A geopolítica e as grandes alterações globais

A estabilidade do sistema dependerá das maiores potências de projeção mundial: as democráticas União Europeia, Canadá e EUA por um lado e as ideológicas Rússia e China por outro

António Almeida Tomé
Professor Doutor Catedrático

 

O atual sistema global encontra-se em acelerada mudança e as suas características configuram-se como altamente perigosas para a manutenção da precária ‘paz’ internacional. Esta é uma Era nova, em que a maioria dos Estados atravessa crises de soberania, de autoridade estadual e de territorialidade e em que o poder, por ter mudado de natureza e se ter tornado mais difuso nas suas manifestações, tende a mudar de configuração.
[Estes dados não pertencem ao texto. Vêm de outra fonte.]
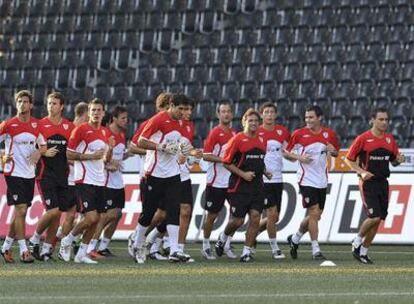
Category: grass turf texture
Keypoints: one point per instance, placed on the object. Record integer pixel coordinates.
(120, 280)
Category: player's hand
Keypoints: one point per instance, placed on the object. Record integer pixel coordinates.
(400, 158)
(306, 159)
(97, 155)
(186, 148)
(34, 158)
(51, 152)
(169, 148)
(181, 159)
(366, 175)
(248, 176)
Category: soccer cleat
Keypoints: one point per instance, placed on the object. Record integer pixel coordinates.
(365, 259)
(26, 257)
(247, 258)
(35, 250)
(131, 249)
(230, 253)
(157, 256)
(84, 259)
(293, 247)
(140, 255)
(106, 253)
(64, 252)
(219, 247)
(318, 256)
(7, 256)
(207, 254)
(278, 255)
(95, 255)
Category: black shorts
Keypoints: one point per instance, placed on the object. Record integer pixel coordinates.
(313, 196)
(242, 203)
(186, 193)
(273, 195)
(115, 198)
(19, 190)
(215, 198)
(375, 197)
(91, 197)
(53, 195)
(71, 199)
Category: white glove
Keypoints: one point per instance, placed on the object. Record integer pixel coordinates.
(169, 148)
(186, 148)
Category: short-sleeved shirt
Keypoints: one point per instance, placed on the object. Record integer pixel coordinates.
(114, 179)
(276, 141)
(374, 153)
(87, 140)
(248, 154)
(304, 141)
(20, 140)
(56, 135)
(134, 141)
(161, 129)
(216, 144)
(187, 133)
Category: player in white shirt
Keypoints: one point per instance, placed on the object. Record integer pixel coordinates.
(20, 135)
(313, 145)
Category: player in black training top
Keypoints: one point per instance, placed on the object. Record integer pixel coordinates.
(370, 155)
(244, 158)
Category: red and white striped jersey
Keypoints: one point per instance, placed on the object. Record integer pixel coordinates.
(20, 140)
(304, 141)
(216, 144)
(87, 140)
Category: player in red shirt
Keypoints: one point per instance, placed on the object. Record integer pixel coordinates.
(89, 146)
(20, 135)
(244, 158)
(52, 175)
(313, 144)
(276, 137)
(369, 156)
(217, 176)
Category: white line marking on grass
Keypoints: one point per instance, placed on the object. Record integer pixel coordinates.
(212, 296)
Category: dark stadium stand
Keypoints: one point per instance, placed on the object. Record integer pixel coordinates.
(345, 55)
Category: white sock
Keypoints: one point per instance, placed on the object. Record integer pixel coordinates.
(173, 237)
(155, 247)
(22, 246)
(103, 244)
(46, 248)
(8, 242)
(363, 251)
(227, 245)
(35, 239)
(246, 250)
(315, 247)
(206, 244)
(152, 236)
(140, 236)
(357, 241)
(83, 248)
(273, 245)
(296, 237)
(92, 246)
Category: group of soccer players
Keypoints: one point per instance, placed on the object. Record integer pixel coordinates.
(78, 169)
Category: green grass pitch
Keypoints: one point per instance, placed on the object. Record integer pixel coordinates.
(119, 280)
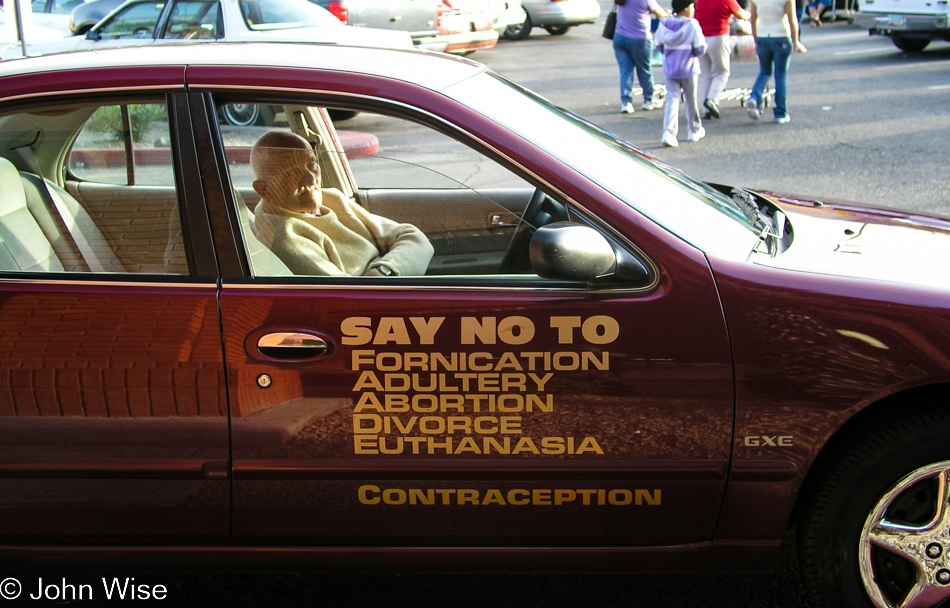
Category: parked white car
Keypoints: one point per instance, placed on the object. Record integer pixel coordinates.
(506, 13)
(910, 24)
(555, 16)
(144, 22)
(33, 33)
(54, 13)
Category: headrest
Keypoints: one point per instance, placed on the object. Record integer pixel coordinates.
(12, 196)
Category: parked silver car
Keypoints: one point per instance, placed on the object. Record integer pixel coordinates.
(90, 13)
(145, 22)
(555, 16)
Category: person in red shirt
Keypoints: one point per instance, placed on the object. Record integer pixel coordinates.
(714, 17)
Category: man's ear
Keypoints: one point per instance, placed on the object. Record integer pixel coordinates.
(260, 186)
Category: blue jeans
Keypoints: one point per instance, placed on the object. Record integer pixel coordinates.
(634, 54)
(772, 52)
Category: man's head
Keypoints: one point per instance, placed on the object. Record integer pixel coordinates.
(684, 8)
(287, 172)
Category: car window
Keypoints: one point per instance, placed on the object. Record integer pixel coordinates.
(467, 206)
(136, 21)
(58, 7)
(111, 208)
(126, 145)
(285, 14)
(193, 21)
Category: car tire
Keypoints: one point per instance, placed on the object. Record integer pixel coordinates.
(910, 45)
(520, 31)
(889, 488)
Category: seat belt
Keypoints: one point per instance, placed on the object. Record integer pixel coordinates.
(54, 202)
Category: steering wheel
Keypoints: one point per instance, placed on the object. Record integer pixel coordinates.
(517, 259)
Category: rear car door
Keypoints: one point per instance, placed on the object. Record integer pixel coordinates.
(471, 406)
(113, 412)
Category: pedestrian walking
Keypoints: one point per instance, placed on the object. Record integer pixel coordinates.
(815, 9)
(715, 16)
(681, 40)
(633, 47)
(775, 29)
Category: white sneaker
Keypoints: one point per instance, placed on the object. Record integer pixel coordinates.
(752, 110)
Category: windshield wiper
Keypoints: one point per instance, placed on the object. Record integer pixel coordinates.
(770, 232)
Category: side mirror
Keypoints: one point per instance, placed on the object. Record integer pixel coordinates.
(574, 252)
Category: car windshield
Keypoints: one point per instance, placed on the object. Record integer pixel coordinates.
(262, 15)
(686, 207)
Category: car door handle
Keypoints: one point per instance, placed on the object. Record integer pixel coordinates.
(291, 345)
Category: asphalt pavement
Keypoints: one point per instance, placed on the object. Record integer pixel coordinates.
(870, 123)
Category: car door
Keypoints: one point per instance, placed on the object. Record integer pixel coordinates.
(113, 413)
(473, 405)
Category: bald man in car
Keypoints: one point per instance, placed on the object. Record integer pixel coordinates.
(317, 231)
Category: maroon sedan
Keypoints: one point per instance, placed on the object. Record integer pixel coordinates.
(597, 363)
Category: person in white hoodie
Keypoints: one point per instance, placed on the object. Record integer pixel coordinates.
(680, 39)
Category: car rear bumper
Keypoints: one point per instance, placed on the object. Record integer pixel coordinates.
(898, 22)
(510, 17)
(566, 12)
(461, 42)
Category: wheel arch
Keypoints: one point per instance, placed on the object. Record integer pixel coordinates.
(893, 407)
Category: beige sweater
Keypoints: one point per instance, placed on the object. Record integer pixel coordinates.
(345, 240)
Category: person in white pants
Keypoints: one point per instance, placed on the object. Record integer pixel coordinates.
(714, 16)
(680, 38)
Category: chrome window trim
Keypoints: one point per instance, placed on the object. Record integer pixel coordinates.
(550, 188)
(149, 88)
(88, 282)
(421, 286)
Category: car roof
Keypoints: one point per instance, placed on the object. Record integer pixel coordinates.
(430, 70)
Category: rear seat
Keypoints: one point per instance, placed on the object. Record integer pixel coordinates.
(33, 236)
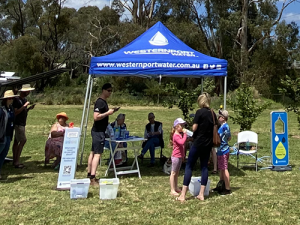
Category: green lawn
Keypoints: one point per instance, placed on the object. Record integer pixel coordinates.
(264, 197)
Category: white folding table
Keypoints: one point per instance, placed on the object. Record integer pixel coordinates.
(135, 146)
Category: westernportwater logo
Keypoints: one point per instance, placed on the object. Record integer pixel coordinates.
(159, 40)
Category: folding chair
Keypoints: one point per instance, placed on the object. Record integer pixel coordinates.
(251, 138)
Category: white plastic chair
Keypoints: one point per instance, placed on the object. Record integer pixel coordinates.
(252, 138)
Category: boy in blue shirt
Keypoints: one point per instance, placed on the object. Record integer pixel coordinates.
(223, 153)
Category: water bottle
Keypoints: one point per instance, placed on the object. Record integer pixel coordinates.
(248, 145)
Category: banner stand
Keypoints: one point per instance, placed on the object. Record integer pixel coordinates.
(279, 142)
(68, 161)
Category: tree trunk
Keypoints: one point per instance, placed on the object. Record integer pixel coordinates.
(244, 40)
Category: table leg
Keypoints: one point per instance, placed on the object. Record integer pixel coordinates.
(112, 153)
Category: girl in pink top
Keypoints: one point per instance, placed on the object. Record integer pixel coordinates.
(178, 136)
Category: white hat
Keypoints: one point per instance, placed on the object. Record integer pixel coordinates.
(26, 87)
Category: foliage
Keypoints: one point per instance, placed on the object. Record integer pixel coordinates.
(245, 107)
(291, 89)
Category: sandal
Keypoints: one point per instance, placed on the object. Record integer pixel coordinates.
(177, 199)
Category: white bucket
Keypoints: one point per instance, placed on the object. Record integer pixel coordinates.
(79, 188)
(109, 188)
(195, 185)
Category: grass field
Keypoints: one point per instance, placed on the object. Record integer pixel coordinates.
(264, 197)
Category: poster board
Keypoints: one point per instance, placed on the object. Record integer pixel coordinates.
(279, 139)
(68, 162)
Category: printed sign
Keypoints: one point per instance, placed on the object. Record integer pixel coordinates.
(69, 158)
(279, 139)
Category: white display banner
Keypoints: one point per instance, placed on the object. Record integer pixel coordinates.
(68, 162)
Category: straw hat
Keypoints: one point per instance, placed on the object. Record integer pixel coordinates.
(26, 87)
(62, 114)
(9, 94)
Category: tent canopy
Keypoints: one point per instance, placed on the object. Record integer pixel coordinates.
(158, 52)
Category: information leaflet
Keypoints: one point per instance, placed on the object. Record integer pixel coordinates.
(69, 158)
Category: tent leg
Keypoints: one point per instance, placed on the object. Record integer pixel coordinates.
(84, 113)
(225, 91)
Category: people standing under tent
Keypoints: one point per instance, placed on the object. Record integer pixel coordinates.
(153, 134)
(119, 126)
(20, 105)
(101, 113)
(223, 154)
(8, 127)
(203, 141)
(54, 144)
(177, 140)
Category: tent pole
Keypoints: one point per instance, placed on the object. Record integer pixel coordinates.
(225, 91)
(85, 102)
(86, 114)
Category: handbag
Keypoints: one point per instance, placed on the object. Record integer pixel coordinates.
(216, 136)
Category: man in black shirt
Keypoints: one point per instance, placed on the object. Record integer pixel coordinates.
(101, 113)
(20, 105)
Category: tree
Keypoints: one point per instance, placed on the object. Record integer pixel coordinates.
(245, 107)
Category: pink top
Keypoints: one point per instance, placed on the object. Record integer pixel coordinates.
(178, 145)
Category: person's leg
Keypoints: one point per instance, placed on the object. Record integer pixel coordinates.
(226, 177)
(19, 151)
(98, 139)
(192, 159)
(149, 142)
(176, 163)
(155, 142)
(15, 150)
(90, 160)
(214, 157)
(177, 189)
(204, 157)
(172, 183)
(21, 138)
(3, 152)
(95, 163)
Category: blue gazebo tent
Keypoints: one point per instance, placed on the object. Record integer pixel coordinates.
(155, 53)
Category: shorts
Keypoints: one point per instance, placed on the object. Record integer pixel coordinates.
(98, 140)
(176, 163)
(223, 161)
(20, 133)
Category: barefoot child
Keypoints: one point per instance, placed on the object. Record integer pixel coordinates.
(223, 153)
(177, 139)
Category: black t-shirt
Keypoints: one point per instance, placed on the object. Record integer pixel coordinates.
(203, 136)
(10, 121)
(100, 107)
(20, 119)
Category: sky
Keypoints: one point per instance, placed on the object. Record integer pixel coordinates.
(291, 13)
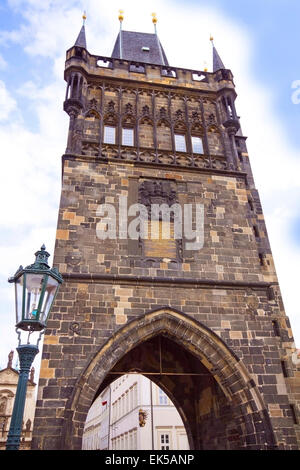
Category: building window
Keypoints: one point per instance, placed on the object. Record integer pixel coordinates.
(127, 137)
(162, 397)
(180, 143)
(197, 144)
(109, 135)
(165, 441)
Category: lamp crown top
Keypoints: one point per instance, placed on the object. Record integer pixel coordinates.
(41, 256)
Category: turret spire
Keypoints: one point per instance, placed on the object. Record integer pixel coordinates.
(217, 61)
(81, 40)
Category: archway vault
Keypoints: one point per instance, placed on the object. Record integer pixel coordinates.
(229, 373)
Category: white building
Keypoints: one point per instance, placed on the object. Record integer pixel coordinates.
(134, 413)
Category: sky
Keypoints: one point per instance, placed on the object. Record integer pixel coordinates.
(257, 39)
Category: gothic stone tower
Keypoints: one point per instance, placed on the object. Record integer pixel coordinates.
(207, 325)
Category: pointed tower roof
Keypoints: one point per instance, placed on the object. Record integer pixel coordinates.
(140, 47)
(81, 41)
(217, 61)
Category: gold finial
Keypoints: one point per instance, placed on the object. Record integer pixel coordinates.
(154, 19)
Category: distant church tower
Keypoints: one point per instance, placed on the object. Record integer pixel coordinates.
(207, 324)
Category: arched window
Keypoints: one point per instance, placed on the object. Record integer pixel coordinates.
(180, 136)
(146, 133)
(164, 137)
(128, 124)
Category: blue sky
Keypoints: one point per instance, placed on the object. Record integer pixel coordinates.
(258, 40)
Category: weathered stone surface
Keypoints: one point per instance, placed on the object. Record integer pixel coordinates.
(212, 309)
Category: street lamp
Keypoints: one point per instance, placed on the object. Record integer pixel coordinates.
(36, 287)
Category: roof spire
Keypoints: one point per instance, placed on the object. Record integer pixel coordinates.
(154, 21)
(121, 18)
(217, 62)
(81, 41)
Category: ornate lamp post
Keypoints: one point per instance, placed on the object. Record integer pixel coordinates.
(36, 287)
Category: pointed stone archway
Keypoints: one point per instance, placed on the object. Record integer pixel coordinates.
(218, 401)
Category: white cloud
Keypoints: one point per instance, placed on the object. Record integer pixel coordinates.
(32, 160)
(7, 102)
(3, 63)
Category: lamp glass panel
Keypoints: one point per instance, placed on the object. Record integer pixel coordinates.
(51, 287)
(34, 283)
(19, 297)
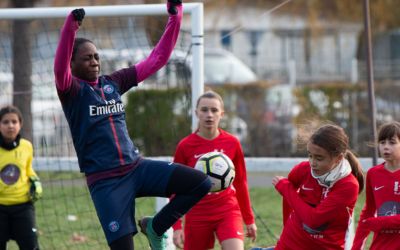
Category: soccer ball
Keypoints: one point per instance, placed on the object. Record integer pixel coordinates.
(219, 168)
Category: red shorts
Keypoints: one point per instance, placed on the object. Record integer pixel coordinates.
(200, 234)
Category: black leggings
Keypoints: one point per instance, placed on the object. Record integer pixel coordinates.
(189, 186)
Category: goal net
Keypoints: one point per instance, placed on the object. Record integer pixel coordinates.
(123, 35)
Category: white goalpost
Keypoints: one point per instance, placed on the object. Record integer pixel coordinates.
(57, 163)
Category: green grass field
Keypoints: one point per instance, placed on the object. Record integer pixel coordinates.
(67, 220)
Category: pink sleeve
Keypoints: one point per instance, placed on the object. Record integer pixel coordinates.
(241, 186)
(368, 211)
(62, 70)
(162, 51)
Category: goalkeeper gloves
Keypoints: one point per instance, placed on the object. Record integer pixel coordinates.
(36, 190)
(171, 6)
(78, 14)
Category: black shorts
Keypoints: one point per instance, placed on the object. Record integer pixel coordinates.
(17, 222)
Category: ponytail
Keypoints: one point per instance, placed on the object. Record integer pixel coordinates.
(356, 169)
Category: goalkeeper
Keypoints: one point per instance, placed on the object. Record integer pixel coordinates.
(115, 172)
(19, 184)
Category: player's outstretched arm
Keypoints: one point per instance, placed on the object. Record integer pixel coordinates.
(162, 51)
(62, 70)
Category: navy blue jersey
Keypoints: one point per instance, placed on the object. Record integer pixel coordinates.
(96, 117)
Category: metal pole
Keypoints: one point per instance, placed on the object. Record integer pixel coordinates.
(371, 90)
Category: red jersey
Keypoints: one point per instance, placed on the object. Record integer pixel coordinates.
(381, 212)
(315, 217)
(188, 152)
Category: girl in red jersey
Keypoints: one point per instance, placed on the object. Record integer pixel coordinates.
(320, 194)
(381, 213)
(218, 214)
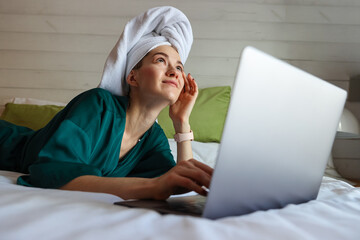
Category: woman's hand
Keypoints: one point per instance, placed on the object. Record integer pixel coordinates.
(180, 111)
(186, 176)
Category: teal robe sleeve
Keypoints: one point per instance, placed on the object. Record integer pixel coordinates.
(158, 159)
(62, 159)
(83, 139)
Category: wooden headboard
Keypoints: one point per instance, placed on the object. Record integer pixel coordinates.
(54, 50)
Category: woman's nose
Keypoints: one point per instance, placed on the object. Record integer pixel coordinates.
(171, 72)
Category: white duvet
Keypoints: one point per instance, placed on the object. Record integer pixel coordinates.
(31, 213)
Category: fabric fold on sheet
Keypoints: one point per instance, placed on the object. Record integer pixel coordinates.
(155, 27)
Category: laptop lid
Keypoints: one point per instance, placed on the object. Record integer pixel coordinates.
(277, 137)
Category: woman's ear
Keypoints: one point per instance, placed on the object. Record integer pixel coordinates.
(132, 79)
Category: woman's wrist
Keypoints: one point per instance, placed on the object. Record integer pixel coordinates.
(182, 127)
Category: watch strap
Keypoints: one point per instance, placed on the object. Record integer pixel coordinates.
(181, 137)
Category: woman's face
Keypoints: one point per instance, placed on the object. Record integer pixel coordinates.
(161, 75)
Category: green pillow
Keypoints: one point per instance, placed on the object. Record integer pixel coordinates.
(208, 116)
(28, 115)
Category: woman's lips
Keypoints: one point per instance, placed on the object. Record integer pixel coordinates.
(173, 83)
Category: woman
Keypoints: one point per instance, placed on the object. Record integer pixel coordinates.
(105, 142)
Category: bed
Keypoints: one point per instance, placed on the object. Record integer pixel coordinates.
(33, 213)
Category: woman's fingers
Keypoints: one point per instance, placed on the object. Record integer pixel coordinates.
(190, 185)
(196, 174)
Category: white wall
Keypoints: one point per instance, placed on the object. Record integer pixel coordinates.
(53, 49)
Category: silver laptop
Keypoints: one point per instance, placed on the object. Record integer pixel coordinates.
(277, 138)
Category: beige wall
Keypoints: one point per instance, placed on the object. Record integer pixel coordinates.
(53, 49)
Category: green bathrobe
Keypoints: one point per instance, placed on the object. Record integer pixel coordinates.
(82, 139)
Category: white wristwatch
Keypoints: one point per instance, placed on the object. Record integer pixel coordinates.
(180, 137)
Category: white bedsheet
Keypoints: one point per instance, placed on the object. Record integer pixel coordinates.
(31, 213)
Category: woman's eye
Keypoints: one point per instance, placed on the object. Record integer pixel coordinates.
(160, 60)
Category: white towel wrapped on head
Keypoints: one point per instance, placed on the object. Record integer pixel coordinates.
(156, 27)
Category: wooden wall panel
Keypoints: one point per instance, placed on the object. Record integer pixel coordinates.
(50, 45)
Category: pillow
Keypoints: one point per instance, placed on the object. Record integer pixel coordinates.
(29, 115)
(208, 116)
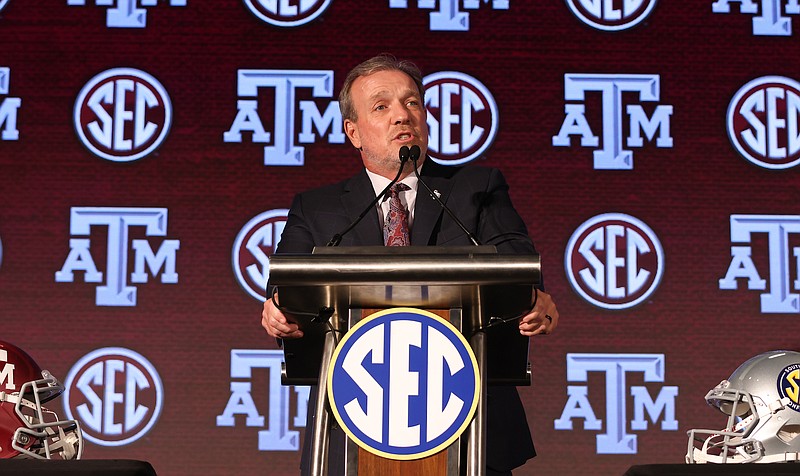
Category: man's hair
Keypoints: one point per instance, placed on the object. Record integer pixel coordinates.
(382, 62)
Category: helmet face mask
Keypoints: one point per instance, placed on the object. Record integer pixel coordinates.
(761, 401)
(27, 429)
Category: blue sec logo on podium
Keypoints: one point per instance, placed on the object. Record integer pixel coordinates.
(403, 383)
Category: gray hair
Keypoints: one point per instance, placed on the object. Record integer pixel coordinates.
(382, 62)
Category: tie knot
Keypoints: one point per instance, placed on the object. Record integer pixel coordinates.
(397, 188)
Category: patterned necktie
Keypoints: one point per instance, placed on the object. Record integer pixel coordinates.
(395, 227)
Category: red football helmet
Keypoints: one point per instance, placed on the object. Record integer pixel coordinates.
(27, 429)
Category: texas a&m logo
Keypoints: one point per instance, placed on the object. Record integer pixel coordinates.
(119, 222)
(9, 106)
(6, 372)
(770, 21)
(261, 369)
(282, 141)
(611, 16)
(122, 114)
(403, 383)
(127, 13)
(613, 89)
(462, 117)
(614, 261)
(618, 369)
(763, 122)
(780, 262)
(449, 16)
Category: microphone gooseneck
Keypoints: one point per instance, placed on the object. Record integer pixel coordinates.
(404, 156)
(414, 152)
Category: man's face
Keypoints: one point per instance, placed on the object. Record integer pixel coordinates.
(390, 114)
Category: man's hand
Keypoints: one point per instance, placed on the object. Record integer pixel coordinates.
(543, 318)
(276, 324)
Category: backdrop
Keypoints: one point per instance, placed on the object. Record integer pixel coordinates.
(149, 150)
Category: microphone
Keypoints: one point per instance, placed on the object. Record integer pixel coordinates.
(414, 153)
(404, 155)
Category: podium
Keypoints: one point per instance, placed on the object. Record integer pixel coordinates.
(480, 292)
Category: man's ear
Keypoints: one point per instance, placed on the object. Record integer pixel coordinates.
(351, 129)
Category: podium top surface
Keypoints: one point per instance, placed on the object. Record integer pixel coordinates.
(380, 265)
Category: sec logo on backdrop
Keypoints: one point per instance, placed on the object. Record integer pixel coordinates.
(614, 261)
(403, 383)
(122, 114)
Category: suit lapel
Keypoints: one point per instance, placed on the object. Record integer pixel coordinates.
(427, 212)
(358, 194)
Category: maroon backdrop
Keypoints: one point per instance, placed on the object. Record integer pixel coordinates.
(684, 190)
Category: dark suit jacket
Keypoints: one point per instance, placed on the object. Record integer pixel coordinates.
(478, 196)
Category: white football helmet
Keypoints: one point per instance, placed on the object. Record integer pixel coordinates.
(762, 401)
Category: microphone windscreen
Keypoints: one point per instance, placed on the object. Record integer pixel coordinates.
(414, 152)
(404, 153)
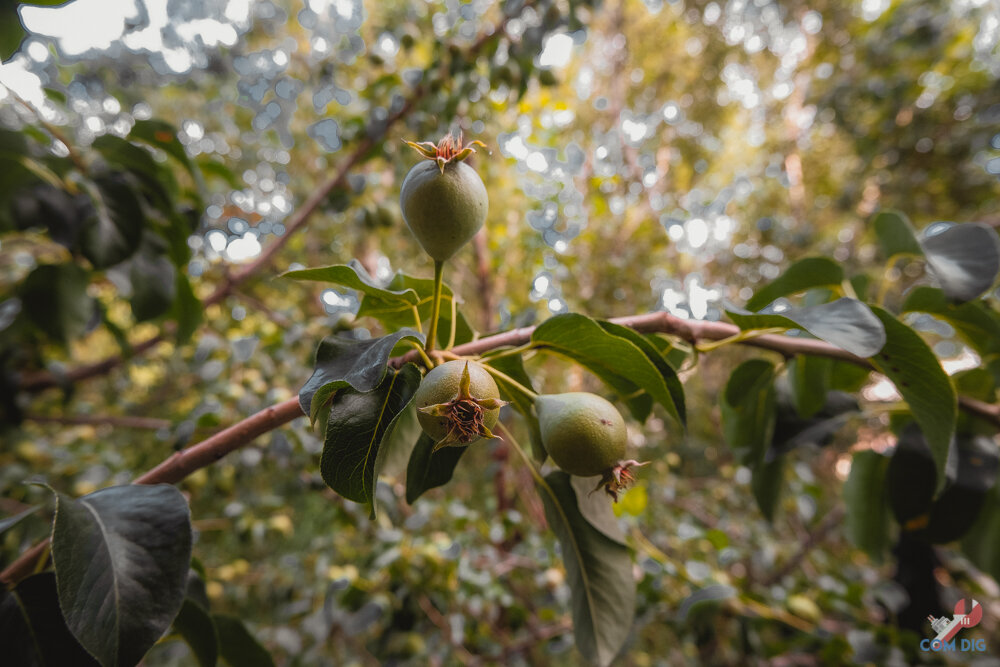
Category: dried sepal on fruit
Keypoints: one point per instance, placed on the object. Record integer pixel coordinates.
(457, 407)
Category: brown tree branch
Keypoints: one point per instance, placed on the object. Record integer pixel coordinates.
(42, 380)
(203, 454)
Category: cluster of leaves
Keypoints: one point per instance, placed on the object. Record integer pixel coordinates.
(119, 214)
Aumentaram as confrontações e as crises, nomeadamente as patrocinadas por ditaduras esquerdistas, ideológicas e místicas e religiosas, as quais, através do exercício do seu poder funcional de posição geográfica de influência geopolítica, têm aumentado o seu grau de agressividade contra as democracias demoliberais. Sendo os Estados os principais atores das relações internacionais, a questão central prende-se também com os efeitos condicionadoras do pleno exercício da sua soberania resultantes das ondas de choque provocadas pelo inesperado protagonismo exercido por outros tipos de atores da arena internacional, como as organizações criminosas transnacionais, o terrorismo radical islâmico e as redes do narcotráfico; todas interligadas em rede nos mundos real e virtual visando explorar as vulnerabilidades das potências. 

Contemporaneamente, o sistema global mais parece em desequilíbrio dinâmico entre duas tendências contraditórias que se sobrepõem e o caracterizam: uma tendência aglutinadora facilitada pela densa rede das relações multiformes entretanto desenvolvidas concretizada pela inexorável marcha da globalização; e uma outra tendência de fragmentação ou de dispersão dos centros de decisão, traduzindo uma nova matriz resultante dos efeitos não controlados da mesma globalização onde predominam os confrontos ideológicos mais exacerbados e os choques culturais e de valores que a modernidade exerce nas diferentes áreas civilizacionais. 

As forças da globalização materializam-se maioritariamente nos domínios da economia e dos mercados financeiros, exercendo uma tendencial ação erosiva na soberania e no poder das potências. O que se reflete numa inevitável redefinição da função do Estado, exigindo uma adaptação constante ao novo sistema de relações e de interações e uma revisão ‘inteligente’ da sua atuação, obrigando a uma flexibilização do conceito inerente às fronteiras físicas que lhes estão próximas e àquelas de segurança mais longínquas, evitando que um Estado proscrito ou irracional detentor da armas atómicas possa ameaçar em permanência as maiores potências democráticas e possa colocar em causa a própria sobrevivência da humanidade. O elemento novo é que à sociedade dos Estados se veio juntar uma outra sociedade transnacional mais flexível que vem exercendo um acrescido e considerável peso no sistema, atuando à margem das fronteiras e em função de interesses privados. Nesta conjuntura, o poder advém da capacidade dos Estados em conseguirem manter o indispensável equilíbrio nas suas várias dimensões, desde a política, diplomática e cultural até à económica e financeira, tecnológica e militar.

Com o fim da Guerra Fria o sistema entrou em disfunção e ainda não foi alcançado um novo equilíbrio; daí a instalação de uma considerável desordem e a necessidade de enfrentar as novas e multifacetadas ameaças. Nesta incerteza conjuntural, as futuras condições de estabilidade do sistema dependerão em larga medida do tipo de relações dominantes que se estabelecerem e vierem a prevalecer entre as maiores potências de projeção mundial: as democráticas União Europeia, Canadá e Estados Unidos – EUA por um lado e as ideológicas Rússia e China por outro. Deste equilíbrio dependerá largamente a boa gestão da futura nova ordem e a manutenção dos necessários equilíbrios conducentes à paz possível, em que as potências maiores terão de conter e prevenir a irresponsabilidade fanática das menores, cuja irracionalidade poderá provocar um holocausto termonuclear.